Create a new kvstore in Splunk opening up the Lookup Editor app and selecting Create a new lookup, kvstore. Give the kvstore a name (TheHiveReporting) and select the app that it is to be associated to (Search & Reporting). If your feeling a little more hardcore, you could just make the changes to the collections.conf file directly.

new-kvstore

Now add in the fields you are after. For field mapping, I have prefixed cases with case and tasks with task. Custom fields in TheHive provided an extra little challenge, I have just called them caseCfield1, caseCfield2, caseCfield3, but make them useful for you.

new-kvstore-fields

The full list of fields I added were:

parentId,dataType,caseCreatedAt,caseCreatedBy,caseOwner,caseUpdatedAt,caseUpdatedBy,caseEndDate,caseStatus,caseNum,caseTitle,caseDescription,caseSeverity,caseResolutionStatus,caseImpactStatus,caseCfield1,caseCfield2,caseCfield3,taskTitle,taskOwner,taskCreatedAt,taskCreatedBy,taskUpdatedAt,taskUpdatedBy,taskStatus,taskGroup

Should you need to update the kvstore fields after you have created it, you will need to modify the $SPLUNK_HOME/etc/apps/search/local/collections.conf file and restart Splunk.
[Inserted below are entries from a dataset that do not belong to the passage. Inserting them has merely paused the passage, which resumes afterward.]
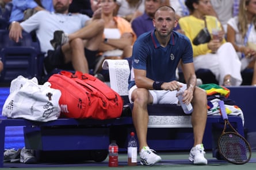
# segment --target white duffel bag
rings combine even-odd
[[[59,90],[51,88],[48,82],[39,85],[37,79],[19,76],[11,82],[10,94],[2,108],[2,115],[47,122],[57,119],[60,114]]]

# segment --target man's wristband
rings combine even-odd
[[[162,81],[154,81],[153,82],[153,89],[156,90],[162,90],[161,88],[162,85],[163,84]]]

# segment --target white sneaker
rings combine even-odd
[[[50,43],[56,49],[58,46],[62,46],[68,42],[68,37],[67,34],[62,30],[56,30],[54,31],[54,39],[50,41]]]
[[[14,163],[20,161],[21,149],[17,151],[14,148],[5,150],[3,153],[3,161]]]
[[[189,159],[194,165],[206,165],[207,160],[204,157],[205,155],[204,146],[202,144],[198,144],[191,149]]]
[[[156,152],[148,147],[144,147],[140,152],[140,164],[144,165],[153,165],[162,159]]]
[[[22,163],[29,164],[36,163],[36,158],[33,154],[33,150],[26,149],[23,148],[21,152],[20,162]]]

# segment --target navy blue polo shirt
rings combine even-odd
[[[193,62],[193,50],[187,37],[173,31],[169,44],[161,46],[155,30],[142,34],[135,41],[132,52],[132,67],[147,71],[147,77],[154,80],[170,82],[175,80],[175,70],[179,61]],[[131,73],[133,74],[133,73]],[[129,89],[135,85],[131,79]]]

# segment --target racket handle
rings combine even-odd
[[[219,105],[220,106],[220,114],[221,114],[222,116],[222,118],[223,118],[223,120],[228,119],[228,116],[227,115],[227,113],[226,112],[224,101],[222,100],[220,100],[219,101]]]

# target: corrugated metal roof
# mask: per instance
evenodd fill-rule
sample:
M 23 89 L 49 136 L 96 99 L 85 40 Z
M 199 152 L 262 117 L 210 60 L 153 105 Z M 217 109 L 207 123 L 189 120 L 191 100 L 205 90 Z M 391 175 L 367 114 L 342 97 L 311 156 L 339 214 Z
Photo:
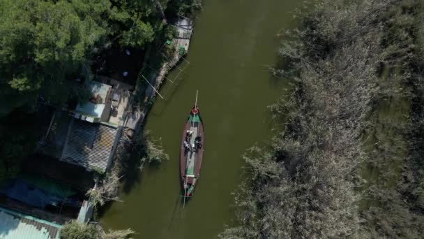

Update the lookup definitions

After the kvstore has been added you need to update the lookup definitions. In Splunk navigate to Settings, Lookups, Lookup Definitions. Press the New Lookup Definition button. Ensure you have the correct details for Destination app, Type, Collection Name and Supported fields.

lookup-definitions

If you add anymore fields into your kvstore, remember to update the lookup definition as well.

The Script Pre-Reqs

This is where all the magic happens, but there are a few configurations we need to make prior.

  • Ensure your machine has Python installed. I am using python 3.8.2
  • Install thehive4py by using pip3 install thehive4py. I am using version 1.7.0.post1
  • Download the splunk-python-sdk and extract the contents
  • Add the SDK to the PYTHONPATH with export PYTHONPATH=~/splunk-sdk-python
  • Create a file called ~/.splunkrc and populate it.
host=<SPLUNK HOST>
port=8089
username=<USERNAME>
password=<PASSWORD>
scheme=https
version=<SPLUNK VERSION>

The actual script

I will say that my Powershell skills are better than Python, and im sure that there are way of optimising it. I ran into a number of issues along the way here:

  • Some fields are created by default and contain no values (such as updatedAt, updatedBy)
  • Some fields are only created when they are required (such as endDate, resolutionStatus)
  • In TheHive, custom fields are nested under the customFields part of the data which presented a few challenges. For this writeup, I have called the customFields caseCfield1, caseCfield2 and caseCfield3. Change them to suit any required custom fields you have.

As a result, there needed to be extra validation logic added.

At a high level the script works as follows:

  1. Get all the cases from TheHive allCases = getCases(Gte('tlp',0),'all',[])

  2. Loop through each case
    a. If certain fields don’t exist, add them with blank entries (updatedAt, updatedBy, endDate, resolutionStatus, impactStatus)
    b. Look at the customFields and if they don’t exist, add them with blank entires (customField1, customField2, customField3)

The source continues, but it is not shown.